お天道様とのタイミングなので母ちゃんは焦る、焦る!野菜がない時期のために耕される前に、自家用に畑から救出せねばならない。父ちゃんが後回しにしてくれている畝で母ちゃんは必死で人参やゴボウを片っ端から引っこ抜き、家裏の畑の隅っこで土をのせて避難させる。九条ネギもそんなに食べるのかい?と言われても引っこ抜いて小口切りにして冷凍保存。里芋に関しては大好きな伯母にも大量に送ってしまう。

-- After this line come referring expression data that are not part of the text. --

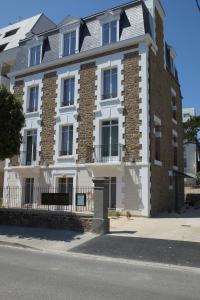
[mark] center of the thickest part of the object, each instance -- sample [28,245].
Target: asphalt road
[143,249]
[29,275]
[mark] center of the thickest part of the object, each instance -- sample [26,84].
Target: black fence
[70,199]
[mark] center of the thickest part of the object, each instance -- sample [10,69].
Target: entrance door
[29,185]
[109,185]
[31,147]
[109,147]
[65,185]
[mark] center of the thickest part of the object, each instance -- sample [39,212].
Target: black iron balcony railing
[26,158]
[107,153]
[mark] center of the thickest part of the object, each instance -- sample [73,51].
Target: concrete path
[183,227]
[151,250]
[31,275]
[48,240]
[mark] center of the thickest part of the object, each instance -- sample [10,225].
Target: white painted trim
[173,92]
[66,115]
[111,109]
[158,163]
[144,117]
[157,120]
[86,54]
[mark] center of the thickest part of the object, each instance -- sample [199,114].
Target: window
[31,147]
[33,99]
[157,139]
[11,32]
[67,140]
[174,108]
[109,147]
[68,92]
[69,42]
[65,185]
[109,84]
[109,33]
[175,150]
[29,185]
[35,55]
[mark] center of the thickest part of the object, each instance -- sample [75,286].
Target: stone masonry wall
[46,219]
[19,92]
[131,106]
[86,114]
[161,82]
[48,117]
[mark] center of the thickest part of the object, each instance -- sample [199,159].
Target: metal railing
[107,153]
[75,199]
[26,158]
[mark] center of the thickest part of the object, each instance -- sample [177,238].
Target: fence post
[100,223]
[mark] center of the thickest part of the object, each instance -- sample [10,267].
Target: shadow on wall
[133,189]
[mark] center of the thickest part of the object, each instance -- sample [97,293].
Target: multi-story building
[10,37]
[102,101]
[191,151]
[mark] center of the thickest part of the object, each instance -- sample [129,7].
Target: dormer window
[69,43]
[35,55]
[110,23]
[109,33]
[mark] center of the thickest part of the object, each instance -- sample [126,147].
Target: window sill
[32,114]
[175,168]
[158,163]
[66,157]
[111,101]
[67,108]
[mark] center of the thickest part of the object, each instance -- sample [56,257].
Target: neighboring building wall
[161,83]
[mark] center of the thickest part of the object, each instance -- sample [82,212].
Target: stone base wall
[46,219]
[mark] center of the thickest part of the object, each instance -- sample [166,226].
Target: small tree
[11,122]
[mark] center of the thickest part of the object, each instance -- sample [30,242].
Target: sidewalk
[48,240]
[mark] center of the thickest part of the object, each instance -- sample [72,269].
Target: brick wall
[131,106]
[86,114]
[48,117]
[161,82]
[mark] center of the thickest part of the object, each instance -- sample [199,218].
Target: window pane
[70,140]
[106,34]
[73,42]
[114,83]
[106,84]
[72,87]
[66,44]
[113,32]
[114,140]
[37,60]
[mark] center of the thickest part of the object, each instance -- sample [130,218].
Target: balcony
[26,158]
[107,153]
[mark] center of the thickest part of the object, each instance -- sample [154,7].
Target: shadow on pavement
[39,233]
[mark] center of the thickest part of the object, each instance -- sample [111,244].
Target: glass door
[31,147]
[109,147]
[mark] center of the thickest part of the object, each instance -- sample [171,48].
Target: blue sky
[182,31]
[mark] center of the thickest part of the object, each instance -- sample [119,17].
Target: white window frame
[157,122]
[102,83]
[67,29]
[60,142]
[28,99]
[29,54]
[62,91]
[109,17]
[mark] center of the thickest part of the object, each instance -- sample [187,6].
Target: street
[34,275]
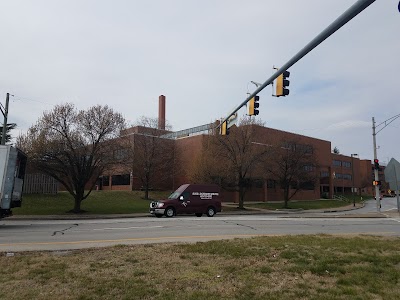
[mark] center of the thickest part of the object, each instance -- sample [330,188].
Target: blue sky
[202,56]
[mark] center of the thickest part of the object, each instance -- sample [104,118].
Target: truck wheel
[169,212]
[211,211]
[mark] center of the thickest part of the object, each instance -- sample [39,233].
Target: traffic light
[224,128]
[376,164]
[282,83]
[253,105]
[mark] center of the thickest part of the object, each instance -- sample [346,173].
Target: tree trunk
[241,198]
[77,205]
[78,200]
[286,198]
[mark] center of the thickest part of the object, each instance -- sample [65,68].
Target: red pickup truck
[195,199]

すると後日、大量のデコポンが伯母から送られてきた。大量の自家用野菜は日頃お世話になっている友人にあげ、デコポンもお裾分け。するとまた後日、お礼にと各方面から手作りマフィンや、早採りの筍、はたまたうちの野菜を使った夕飯の一品に変身して戻ってきた。更に薪ラックを作ろうとしていたら、使わないからと丈夫でとんでもなく長い稲木を大量にいただいた。どれもこれも助かるっ!ありがたいっ!これって、田舎版わらしべ長者みたい♪
(古谷暁子・ブルーベリー農家)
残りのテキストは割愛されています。